William Hill said its Mario Kart brand is not targeted at children.

It said the game in which the ad was seen was based on Mario Kart and that Nintendo had reported that in 2017, 86% of Nintendo Switch players were over 18 and that Mario Kart was one of the main games available on the platform. It argued that although the figures were subjective, it considered that it was a good indication that Mario Kart was used by the "older generation".

However, the ASA suggested that its audiences included under-18s, and that gambling ads were not appropriate around related media.
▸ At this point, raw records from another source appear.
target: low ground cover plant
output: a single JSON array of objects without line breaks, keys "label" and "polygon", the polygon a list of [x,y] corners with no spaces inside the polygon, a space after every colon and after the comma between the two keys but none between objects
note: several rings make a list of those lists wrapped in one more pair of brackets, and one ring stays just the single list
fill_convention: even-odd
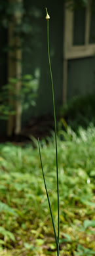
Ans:
[{"label": "low ground cover plant", "polygon": [[[60,255],[95,254],[95,127],[69,127],[58,139]],[[41,142],[54,219],[57,223],[54,139]],[[0,145],[0,255],[55,255],[56,244],[42,179],[37,142]]]}]

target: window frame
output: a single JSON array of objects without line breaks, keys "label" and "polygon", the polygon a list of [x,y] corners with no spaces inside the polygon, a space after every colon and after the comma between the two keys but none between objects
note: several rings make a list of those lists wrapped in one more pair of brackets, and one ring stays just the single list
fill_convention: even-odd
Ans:
[{"label": "window frame", "polygon": [[90,27],[91,17],[91,1],[86,7],[85,16],[85,35],[84,45],[73,45],[73,18],[74,11],[67,8],[65,4],[64,18],[64,88],[63,101],[67,100],[67,61],[75,58],[87,58],[95,54],[95,43],[89,43]]}]

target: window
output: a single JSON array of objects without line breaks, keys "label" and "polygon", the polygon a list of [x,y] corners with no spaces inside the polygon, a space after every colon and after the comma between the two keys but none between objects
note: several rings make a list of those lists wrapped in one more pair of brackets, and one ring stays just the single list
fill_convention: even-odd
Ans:
[{"label": "window", "polygon": [[[95,55],[95,0],[85,8],[66,6],[64,38],[64,102],[67,98],[67,60]],[[94,10],[93,10],[94,9]]]}]

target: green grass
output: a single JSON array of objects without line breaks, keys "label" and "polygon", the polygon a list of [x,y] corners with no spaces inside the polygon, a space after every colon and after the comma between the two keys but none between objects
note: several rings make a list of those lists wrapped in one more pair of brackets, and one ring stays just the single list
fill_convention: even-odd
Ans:
[{"label": "green grass", "polygon": [[[95,254],[95,127],[70,128],[58,139],[60,255]],[[41,154],[54,222],[57,195],[54,138]],[[37,142],[35,141],[35,144]],[[38,148],[0,145],[0,255],[55,255],[56,244]],[[57,227],[57,226],[56,226]]]}]

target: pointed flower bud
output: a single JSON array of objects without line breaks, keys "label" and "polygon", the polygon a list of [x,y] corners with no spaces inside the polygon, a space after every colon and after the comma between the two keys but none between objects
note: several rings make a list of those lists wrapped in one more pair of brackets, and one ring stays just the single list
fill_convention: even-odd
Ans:
[{"label": "pointed flower bud", "polygon": [[48,14],[47,14],[45,18],[46,18],[46,20],[49,20],[50,16]]},{"label": "pointed flower bud", "polygon": [[46,8],[47,16],[45,17],[46,20],[49,20],[50,16],[48,14],[47,9]]}]

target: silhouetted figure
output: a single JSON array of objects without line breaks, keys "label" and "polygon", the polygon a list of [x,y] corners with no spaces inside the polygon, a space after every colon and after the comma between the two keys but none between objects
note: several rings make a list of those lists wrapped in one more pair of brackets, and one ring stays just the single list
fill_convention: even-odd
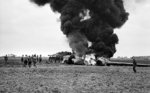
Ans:
[{"label": "silhouetted figure", "polygon": [[136,73],[136,66],[137,66],[137,63],[136,63],[136,60],[132,57],[132,60],[133,60],[133,71],[134,73]]},{"label": "silhouetted figure", "polygon": [[21,57],[21,62],[23,62],[24,61],[24,55],[22,55],[22,57]]},{"label": "silhouetted figure", "polygon": [[33,66],[36,67],[36,55],[32,56],[32,62],[33,62]]},{"label": "silhouetted figure", "polygon": [[31,67],[31,64],[32,64],[32,58],[29,56],[29,58],[28,58],[28,66],[29,66],[29,68]]},{"label": "silhouetted figure", "polygon": [[5,63],[7,63],[8,62],[8,56],[6,55],[6,56],[4,56],[4,60],[5,60]]},{"label": "silhouetted figure", "polygon": [[40,55],[40,57],[39,57],[39,63],[41,63],[42,62],[42,55]]},{"label": "silhouetted figure", "polygon": [[28,64],[28,56],[25,55],[25,57],[24,57],[24,67],[26,67],[27,64]]}]

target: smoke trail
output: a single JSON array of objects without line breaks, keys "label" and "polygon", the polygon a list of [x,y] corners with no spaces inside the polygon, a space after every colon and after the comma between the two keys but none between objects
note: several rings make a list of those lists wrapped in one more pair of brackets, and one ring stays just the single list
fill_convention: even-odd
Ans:
[{"label": "smoke trail", "polygon": [[61,14],[61,30],[78,55],[88,50],[88,41],[97,56],[112,57],[118,37],[113,29],[128,19],[122,0],[31,0],[38,5],[49,3]]}]

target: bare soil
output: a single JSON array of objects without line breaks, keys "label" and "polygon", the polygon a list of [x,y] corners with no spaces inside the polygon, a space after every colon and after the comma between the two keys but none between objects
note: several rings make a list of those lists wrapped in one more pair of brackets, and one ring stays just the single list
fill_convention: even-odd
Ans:
[{"label": "bare soil", "polygon": [[150,67],[0,67],[0,93],[150,93]]}]

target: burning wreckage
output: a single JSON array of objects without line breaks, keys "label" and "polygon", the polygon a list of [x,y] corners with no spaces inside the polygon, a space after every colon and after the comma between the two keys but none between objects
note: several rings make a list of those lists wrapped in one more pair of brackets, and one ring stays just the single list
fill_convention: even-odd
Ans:
[{"label": "burning wreckage", "polygon": [[[123,0],[30,0],[43,6],[50,4],[54,12],[61,14],[61,31],[66,35],[76,59],[96,64],[116,52],[119,39],[114,33],[128,19]],[[92,55],[95,55],[95,58]],[[90,56],[90,57],[89,57]],[[103,58],[104,59],[103,59]],[[104,62],[104,61],[103,61]]]}]

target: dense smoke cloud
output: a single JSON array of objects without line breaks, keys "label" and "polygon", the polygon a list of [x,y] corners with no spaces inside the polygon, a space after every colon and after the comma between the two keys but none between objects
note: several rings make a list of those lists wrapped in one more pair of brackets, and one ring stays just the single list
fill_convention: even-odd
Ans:
[{"label": "dense smoke cloud", "polygon": [[[112,57],[118,37],[113,29],[128,19],[122,0],[31,0],[38,5],[50,4],[61,14],[61,30],[70,47],[84,55],[89,49],[97,56]],[[88,42],[92,45],[89,47]]]}]

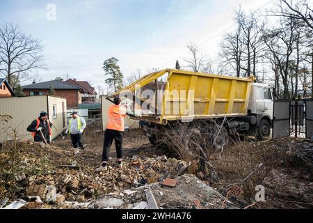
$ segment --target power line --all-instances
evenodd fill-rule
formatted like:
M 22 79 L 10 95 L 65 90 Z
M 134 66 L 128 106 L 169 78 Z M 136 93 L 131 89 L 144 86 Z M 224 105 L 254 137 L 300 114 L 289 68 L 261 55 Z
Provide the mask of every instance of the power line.
M 256 9 L 255 10 L 254 10 L 253 12 L 252 12 L 252 13 L 255 13 L 257 12 L 258 10 L 261 10 L 262 8 L 264 8 L 265 6 L 266 6 L 267 5 L 268 5 L 268 4 L 269 4 L 270 3 L 271 3 L 273 1 L 274 1 L 274 0 L 268 1 L 266 3 L 265 3 L 264 5 L 263 5 L 262 6 L 258 8 L 257 9 Z M 216 37 L 218 37 L 218 36 L 220 36 L 220 34 L 223 34 L 223 33 L 225 33 L 226 31 L 227 31 L 227 30 L 229 30 L 230 29 L 232 28 L 232 27 L 234 26 L 235 25 L 236 25 L 236 24 L 234 24 L 231 25 L 231 26 L 229 26 L 228 28 L 227 28 L 227 29 L 225 29 L 221 31 L 220 32 L 219 32 L 218 33 L 214 35 L 214 36 L 211 37 L 210 38 L 207 39 L 207 40 L 204 40 L 204 41 L 202 43 L 201 43 L 200 45 L 200 46 L 204 46 L 204 45 L 206 45 L 207 43 L 209 43 L 209 41 L 214 40 L 214 38 L 216 38 Z M 184 54 L 181 54 L 180 56 L 177 56 L 177 57 L 175 57 L 175 58 L 171 59 L 170 61 L 168 61 L 168 62 L 164 63 L 163 64 L 166 65 L 166 64 L 172 63 L 172 62 L 173 62 L 173 61 L 177 60 L 178 59 L 181 58 L 182 56 L 186 55 L 186 54 L 188 54 L 188 51 L 186 51 Z M 214 60 L 214 61 L 217 61 L 217 60 Z

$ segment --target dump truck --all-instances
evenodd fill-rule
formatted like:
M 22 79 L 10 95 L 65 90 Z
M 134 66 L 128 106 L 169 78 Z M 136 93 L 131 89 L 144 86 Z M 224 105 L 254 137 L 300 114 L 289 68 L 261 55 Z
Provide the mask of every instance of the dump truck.
M 141 77 L 107 99 L 118 95 L 133 102 L 128 109 L 138 114 L 133 118 L 143 123 L 153 144 L 179 124 L 189 134 L 195 132 L 195 127 L 204 126 L 220 139 L 214 141 L 218 148 L 238 133 L 259 140 L 270 135 L 272 91 L 266 84 L 255 83 L 253 77 L 166 69 Z

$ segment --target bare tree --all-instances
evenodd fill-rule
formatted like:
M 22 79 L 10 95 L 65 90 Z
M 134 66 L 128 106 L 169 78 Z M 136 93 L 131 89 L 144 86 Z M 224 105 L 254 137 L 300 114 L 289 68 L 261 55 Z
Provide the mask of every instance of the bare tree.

It told William Hill to ensure its ads had appropriate targeting in the future, and that “the ad must not be used again without further, specific targeting to minimise the likelihood of under-18s being exposed to it.”

William Hill said that it “would ever knowingly target children or people under the age of 18 and that their intention was always to advertise and market to consumers who were 18+.” The brand said that it had used Google’s Universal App Campaign and that it had minimal control over the placement of ads across the tech giant’s search, display network, YouTube and Play Store properties.

For its part, Google said that ads such as William Hill’s would only be served to signed-in users who had declared their age as over 18. Google said that William Hill could have used a range of options that would have allowed it to exclude its ad from apps likely to have audiences under the age of 18, and that it had not done so.

The ASA said that the app’s audience was likely to include under-18s, and that William Hill should have applied more stringent guidelines to their ad placement.

It said that advertisers should identify interests and issues likely to be of interest to children, to ensure that children who had said they were over 18 would not be served inappropriate ads. The watchdog said that “the ad had been inappropriately targeted and breached the Advertising Code.”

The ASA has taken a tougher line with advertisers targeting children lately. A Betfair TV spot was investigated for featuring a man who was said to appear under 25, while the watchdog banning several ads which promoted online games in ways designed to appeal to under-18s.